I found out on tuesday that the back pain I have been having can be attributed to breast cancer in my spine, at T1-C7.
Aslo, when doing the chest x-ray to see if I had pneumonia or something else going on in my lungs, they accidentally got a look at my liver and found that I have lesions in my liver.
The tests I will have tomorrow will show a better picture of the extent of that disease, and will also look for any other disease in my abdomen and pelvis.
This, obviously is quite a blow, as disease in the liver is very bad news, especially when I am currently receiving chemotherapy.
I called Dan and he was very supportive as the tears flowed. We are both pretty upset, and of course, worried about the kids.
I decided to tell my sister and parents first and sleep on it a night before telling the kids.
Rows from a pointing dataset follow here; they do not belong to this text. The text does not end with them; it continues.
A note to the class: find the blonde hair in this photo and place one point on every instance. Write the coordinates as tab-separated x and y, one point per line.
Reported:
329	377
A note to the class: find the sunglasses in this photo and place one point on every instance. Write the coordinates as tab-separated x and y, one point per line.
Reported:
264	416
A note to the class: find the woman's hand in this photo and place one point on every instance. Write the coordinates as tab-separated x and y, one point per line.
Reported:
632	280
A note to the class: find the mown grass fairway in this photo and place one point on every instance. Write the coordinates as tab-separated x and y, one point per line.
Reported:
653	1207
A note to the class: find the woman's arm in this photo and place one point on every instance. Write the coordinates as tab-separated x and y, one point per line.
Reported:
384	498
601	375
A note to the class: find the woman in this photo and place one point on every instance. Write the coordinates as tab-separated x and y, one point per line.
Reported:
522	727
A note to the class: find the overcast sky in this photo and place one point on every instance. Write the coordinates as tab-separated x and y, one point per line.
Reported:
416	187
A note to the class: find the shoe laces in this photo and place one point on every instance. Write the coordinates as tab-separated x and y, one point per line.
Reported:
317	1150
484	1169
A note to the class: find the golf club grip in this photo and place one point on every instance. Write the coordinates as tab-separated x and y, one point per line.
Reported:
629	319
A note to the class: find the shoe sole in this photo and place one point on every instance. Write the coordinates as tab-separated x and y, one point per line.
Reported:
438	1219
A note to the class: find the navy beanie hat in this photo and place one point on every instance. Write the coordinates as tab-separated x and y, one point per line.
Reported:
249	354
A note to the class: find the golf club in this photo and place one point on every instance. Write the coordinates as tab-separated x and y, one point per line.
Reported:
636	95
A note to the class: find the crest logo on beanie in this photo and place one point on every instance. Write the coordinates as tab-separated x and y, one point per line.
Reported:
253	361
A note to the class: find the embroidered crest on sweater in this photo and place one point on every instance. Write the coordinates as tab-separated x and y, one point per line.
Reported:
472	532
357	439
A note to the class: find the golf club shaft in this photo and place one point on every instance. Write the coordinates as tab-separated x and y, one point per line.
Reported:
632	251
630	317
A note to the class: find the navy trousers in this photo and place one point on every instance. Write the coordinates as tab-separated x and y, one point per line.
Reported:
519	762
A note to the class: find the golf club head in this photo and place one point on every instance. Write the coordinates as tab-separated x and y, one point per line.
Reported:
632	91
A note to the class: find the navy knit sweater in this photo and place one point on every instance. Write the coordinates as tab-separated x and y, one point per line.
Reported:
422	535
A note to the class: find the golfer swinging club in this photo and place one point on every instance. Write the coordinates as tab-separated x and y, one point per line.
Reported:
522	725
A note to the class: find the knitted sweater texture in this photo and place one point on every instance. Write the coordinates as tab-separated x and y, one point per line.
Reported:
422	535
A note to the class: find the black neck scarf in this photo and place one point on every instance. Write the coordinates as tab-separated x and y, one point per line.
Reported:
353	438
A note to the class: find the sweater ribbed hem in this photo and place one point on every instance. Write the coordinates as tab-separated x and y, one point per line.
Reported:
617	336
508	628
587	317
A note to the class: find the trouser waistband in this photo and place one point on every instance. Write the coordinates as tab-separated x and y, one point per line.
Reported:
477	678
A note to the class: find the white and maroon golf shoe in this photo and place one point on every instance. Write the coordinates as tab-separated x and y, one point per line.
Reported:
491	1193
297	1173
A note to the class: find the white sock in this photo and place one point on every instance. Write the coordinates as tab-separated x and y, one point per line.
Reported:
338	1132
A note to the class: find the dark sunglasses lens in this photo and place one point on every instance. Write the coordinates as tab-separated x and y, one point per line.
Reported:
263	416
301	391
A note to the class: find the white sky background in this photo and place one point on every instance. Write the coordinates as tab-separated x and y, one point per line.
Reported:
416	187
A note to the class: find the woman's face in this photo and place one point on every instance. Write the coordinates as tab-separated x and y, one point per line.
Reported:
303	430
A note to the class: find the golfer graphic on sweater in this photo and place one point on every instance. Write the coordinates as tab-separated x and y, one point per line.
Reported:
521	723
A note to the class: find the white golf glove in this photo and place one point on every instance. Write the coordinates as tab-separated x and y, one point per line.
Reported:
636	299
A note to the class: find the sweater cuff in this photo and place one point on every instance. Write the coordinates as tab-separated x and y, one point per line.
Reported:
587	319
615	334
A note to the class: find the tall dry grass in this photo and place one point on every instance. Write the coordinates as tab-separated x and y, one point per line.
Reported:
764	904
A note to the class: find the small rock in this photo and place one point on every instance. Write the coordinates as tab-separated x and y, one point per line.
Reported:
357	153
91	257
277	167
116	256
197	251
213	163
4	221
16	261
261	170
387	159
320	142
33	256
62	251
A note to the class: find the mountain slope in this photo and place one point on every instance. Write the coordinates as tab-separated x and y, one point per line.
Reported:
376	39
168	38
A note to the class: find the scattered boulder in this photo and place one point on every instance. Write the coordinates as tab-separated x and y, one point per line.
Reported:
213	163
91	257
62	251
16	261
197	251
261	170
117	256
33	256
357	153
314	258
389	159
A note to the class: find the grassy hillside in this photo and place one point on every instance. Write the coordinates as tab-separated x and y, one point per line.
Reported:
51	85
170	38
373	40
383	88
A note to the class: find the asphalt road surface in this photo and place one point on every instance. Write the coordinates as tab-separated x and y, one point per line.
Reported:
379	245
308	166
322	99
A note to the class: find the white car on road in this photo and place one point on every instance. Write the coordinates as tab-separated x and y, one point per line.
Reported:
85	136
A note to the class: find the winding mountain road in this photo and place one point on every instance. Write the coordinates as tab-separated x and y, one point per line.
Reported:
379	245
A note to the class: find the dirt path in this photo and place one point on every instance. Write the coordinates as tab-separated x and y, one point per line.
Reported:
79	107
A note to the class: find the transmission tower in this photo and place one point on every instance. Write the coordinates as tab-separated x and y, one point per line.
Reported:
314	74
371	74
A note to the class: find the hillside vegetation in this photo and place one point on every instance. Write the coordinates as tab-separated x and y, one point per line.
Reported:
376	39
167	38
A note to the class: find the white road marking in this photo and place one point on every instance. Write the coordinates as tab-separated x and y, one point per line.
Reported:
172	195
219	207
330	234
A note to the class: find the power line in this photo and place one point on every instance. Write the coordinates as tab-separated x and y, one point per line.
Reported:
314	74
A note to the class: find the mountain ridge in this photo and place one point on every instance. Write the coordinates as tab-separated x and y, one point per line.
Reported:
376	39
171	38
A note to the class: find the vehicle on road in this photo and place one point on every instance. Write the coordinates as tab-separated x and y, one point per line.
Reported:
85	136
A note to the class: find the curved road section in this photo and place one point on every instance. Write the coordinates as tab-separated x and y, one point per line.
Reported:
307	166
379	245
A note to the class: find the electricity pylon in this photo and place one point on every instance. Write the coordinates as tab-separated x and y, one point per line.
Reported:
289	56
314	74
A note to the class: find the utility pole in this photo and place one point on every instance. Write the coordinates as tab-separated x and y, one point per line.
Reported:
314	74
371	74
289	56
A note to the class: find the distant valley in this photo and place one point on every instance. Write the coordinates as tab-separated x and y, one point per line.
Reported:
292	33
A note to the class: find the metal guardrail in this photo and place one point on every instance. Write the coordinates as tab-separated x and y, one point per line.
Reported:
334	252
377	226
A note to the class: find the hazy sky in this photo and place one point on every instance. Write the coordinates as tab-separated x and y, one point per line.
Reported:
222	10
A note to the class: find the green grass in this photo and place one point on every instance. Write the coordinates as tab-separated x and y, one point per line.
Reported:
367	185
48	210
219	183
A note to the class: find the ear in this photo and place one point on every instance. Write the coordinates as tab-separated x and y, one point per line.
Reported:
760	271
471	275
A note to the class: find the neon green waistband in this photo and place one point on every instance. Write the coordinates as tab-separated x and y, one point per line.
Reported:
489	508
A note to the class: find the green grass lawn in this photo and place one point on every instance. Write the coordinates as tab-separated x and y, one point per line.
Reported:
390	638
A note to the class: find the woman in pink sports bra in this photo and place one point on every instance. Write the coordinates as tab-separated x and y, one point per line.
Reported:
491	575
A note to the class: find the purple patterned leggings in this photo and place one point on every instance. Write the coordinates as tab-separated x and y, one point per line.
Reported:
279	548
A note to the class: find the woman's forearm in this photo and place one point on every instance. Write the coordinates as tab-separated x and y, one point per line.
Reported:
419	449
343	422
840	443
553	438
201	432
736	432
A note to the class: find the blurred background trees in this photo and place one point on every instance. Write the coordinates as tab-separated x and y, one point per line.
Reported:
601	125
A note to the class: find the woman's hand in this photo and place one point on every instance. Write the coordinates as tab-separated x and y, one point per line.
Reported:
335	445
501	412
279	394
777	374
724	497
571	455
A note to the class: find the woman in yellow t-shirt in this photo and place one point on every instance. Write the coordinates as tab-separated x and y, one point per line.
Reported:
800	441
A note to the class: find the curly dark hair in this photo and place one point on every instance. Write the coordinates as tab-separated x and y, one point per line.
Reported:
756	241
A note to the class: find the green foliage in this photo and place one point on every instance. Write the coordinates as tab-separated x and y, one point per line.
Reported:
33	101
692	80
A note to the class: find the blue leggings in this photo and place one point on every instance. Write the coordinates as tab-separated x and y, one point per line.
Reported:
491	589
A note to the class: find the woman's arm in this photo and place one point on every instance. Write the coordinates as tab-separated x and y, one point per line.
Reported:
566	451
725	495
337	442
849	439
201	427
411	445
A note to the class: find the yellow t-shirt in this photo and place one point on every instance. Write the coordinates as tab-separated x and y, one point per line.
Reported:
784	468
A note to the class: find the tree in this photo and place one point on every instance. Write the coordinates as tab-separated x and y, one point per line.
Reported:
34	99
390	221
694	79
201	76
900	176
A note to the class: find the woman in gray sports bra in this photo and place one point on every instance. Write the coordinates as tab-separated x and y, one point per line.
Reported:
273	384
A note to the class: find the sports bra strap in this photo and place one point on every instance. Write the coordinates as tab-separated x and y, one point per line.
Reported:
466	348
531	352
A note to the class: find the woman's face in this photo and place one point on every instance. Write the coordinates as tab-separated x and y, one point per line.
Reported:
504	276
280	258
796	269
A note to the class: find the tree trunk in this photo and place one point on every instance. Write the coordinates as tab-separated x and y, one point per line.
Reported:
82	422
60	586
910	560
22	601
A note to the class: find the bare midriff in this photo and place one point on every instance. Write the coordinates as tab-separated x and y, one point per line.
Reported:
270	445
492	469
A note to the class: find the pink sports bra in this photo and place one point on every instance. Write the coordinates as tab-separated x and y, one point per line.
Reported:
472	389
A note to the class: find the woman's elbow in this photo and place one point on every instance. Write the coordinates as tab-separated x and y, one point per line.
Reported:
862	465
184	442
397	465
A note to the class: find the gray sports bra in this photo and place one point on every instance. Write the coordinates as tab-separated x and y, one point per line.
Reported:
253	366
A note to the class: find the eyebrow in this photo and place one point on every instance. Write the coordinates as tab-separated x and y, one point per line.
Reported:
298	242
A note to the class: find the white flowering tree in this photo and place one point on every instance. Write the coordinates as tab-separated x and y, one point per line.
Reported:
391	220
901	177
I told the kids lastnight before dinner. They have been told so many times that it almost didn't affect them outwardly this time. Of course we all internalize a lot in this family, so you never really know. They know this time will be harder than all the rest, and Skye had some good questions. Laken usually has to sit on it for awhile and then gets emotional.
I meet with the doctor on Monday to decide what the next step is going to be and in the mean time I wait....I HATE THAT!
I don't know if I am losing my mind or what, but I think I can feel that my liver is enlarged. The sensation is driving me crazy. I am going to have to find something to do this weekend so I don't spontaniously combust!
Thankful for?!?! All the friends and family that are out there supporting me and my family and praying for us! Your outpouring of love is amazing and appreciated!